In the global context of the COVID-19 outbreak, public members should engage in moderate physical activity and get adequate sleep as a response to the outbreak actively. This study and other similar studies have demonstrated that lifestyles are related to the susceptibility and disease severity of COVID-19. We encourage others to investigate the life habits of patients before they are admitted. Through a simple survey of a patient’s lifestyle, doctors could make auxiliary judgments about likely future disease severity. However, this study does have certain limitations: It did not include enough people, and the questionnaire was a subjective measure.
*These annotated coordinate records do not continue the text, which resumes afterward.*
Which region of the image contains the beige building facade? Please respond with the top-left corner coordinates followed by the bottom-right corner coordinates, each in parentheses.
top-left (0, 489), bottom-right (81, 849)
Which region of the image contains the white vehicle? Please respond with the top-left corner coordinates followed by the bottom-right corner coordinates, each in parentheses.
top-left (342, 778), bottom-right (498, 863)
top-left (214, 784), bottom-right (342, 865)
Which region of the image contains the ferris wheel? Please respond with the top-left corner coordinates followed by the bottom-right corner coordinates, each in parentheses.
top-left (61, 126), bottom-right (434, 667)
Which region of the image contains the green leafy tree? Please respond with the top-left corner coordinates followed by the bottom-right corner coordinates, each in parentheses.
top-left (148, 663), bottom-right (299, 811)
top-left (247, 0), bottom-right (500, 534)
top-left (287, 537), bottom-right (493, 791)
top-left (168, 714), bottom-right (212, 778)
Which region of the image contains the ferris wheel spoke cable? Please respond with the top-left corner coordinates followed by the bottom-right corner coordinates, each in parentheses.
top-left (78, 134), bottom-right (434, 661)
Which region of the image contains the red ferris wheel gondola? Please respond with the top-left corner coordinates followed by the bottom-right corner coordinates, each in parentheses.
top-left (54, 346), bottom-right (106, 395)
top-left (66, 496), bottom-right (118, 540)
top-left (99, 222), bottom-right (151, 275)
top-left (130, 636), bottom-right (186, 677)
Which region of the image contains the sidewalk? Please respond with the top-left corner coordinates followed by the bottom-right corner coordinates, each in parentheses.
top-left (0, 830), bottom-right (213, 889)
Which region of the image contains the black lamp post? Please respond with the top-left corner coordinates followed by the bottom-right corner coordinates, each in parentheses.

Accordingly, to increase data accuracy, we included infected people from four medical centers in three Chinese provinces and asked doctors to administer the questionnaire by telephone as much as possible. We also began larger-scale and more in-depth research with which to track and investigate the effect of lifestyle on long-term rehabilitation from COVID-19 to offer suggestions for public response.
Acknowledgments
We appreciated the parents and all the doctors and nurses involved in this study who contributed to the COVID-19 rescue and follow-up research.
Funding Statement
This research is supported by the Beijing Municipal Natural Science Foundation (No. 7204308); the National Natural Science Foundation of China (No. 81901404); and partially supported by the Open Project Program of the State Key Laboratory of Kidney Diseases in PLA General Hospital (No. KF2018-06).
Abbreviations
COVID-19, coronavirus disease 2019; SARS-CoV-2, severe acute respiratory syndrome coronavirus 2; RT-PCR, real-time reverse-transcription polymerase-chain-reaction; CT, computed tomography; IPAQ, International Physical Activity Questionnaire; NSF, National Sleep Foundation; OR, odds ratio; CI, confidence interval; BMI, body mass index; MET, metabolic equivalent of task.
Ethics Declarations
The study complied with the Declaration of Helsinki and the ethical approval in this study was obtained from the Research and Ethics Committee of the Chinese PLA General Hospital (No. S2020-063-01). All patients involved in this study signed informed consent.
Author Contributions
Baozhen Huang and Yanlin Niu contributed the same in this study. All authors made substantial contributions to the conception and design, acquisition of data, or analysis and interpretation of data; took part in drafting the article or revising it critically for important intellectual content; agreed on the journal to which the article will be submitted; gave final approval of the version to be published; and agree to be accountable for all aspects of the work.
Disclosure
The authors declare that they have no conflict of interest for this work.